Kelly and Gibbons, both avid gamers, were inspired to make Final Deployment over an Indian buffet dinner while talking about video games. While the two rely on YouTube walkthroughs for their own gaming pursuits, it was through their own children that they discovered there’s an audience of people who watch streamers just for fun, regardless of the game.

“I remember our daughter watched one with a young woman who, part of the fun, was not knowing how to play the game,” says Casper. “Nick and I genuinely watch them when we need help. But the trend now is to watch them for entertainment even for games you don’t play, which our kids do.”
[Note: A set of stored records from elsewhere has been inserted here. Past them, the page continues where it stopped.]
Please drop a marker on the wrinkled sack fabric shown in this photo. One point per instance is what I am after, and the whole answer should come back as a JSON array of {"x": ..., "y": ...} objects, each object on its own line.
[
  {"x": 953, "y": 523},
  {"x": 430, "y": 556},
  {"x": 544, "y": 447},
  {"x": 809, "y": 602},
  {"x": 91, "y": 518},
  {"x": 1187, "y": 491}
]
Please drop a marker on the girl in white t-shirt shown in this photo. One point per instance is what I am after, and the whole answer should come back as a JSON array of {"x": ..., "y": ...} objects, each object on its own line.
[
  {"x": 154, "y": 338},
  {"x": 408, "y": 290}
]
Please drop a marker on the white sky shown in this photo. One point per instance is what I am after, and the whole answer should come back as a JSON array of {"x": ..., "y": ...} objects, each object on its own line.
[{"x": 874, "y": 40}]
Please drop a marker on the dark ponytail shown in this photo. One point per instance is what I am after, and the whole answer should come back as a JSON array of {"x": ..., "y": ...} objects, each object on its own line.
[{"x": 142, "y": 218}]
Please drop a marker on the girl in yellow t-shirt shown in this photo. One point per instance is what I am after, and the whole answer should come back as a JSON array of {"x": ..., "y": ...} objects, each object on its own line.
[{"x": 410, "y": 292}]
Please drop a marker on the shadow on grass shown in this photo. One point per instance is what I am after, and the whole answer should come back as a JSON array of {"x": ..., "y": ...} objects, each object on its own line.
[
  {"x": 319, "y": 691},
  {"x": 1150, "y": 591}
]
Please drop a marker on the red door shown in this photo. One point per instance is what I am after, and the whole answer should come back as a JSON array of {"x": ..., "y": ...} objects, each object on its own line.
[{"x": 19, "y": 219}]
Final Deployment 4, Casper and Kelly say, “comments” on streamers’ insatiable pursuit for an audience, but doesn’t say anything specific. It’s main goal was to be funny.

“So many of these 4 a.m.’s are like, you have an idea that starts and it goes off the rail, that’s how they roll,” Gibbons says.

Of the research they did into streamer culture — there are tiny details in Final Deployment that show the two have done their homework — Gibbons says they “didn’t watch enough of them” but watched “several different ones” to figure out archetypes. “

“We didn’t subject ourselves to hours of these guys,” Kelly says, “which probably helped to keep our sanity level.”

“All comedies are about something,” Casper says. “Even Charlie Bit Me is about something. That’s what makes things funny. It’s a commentary on something.”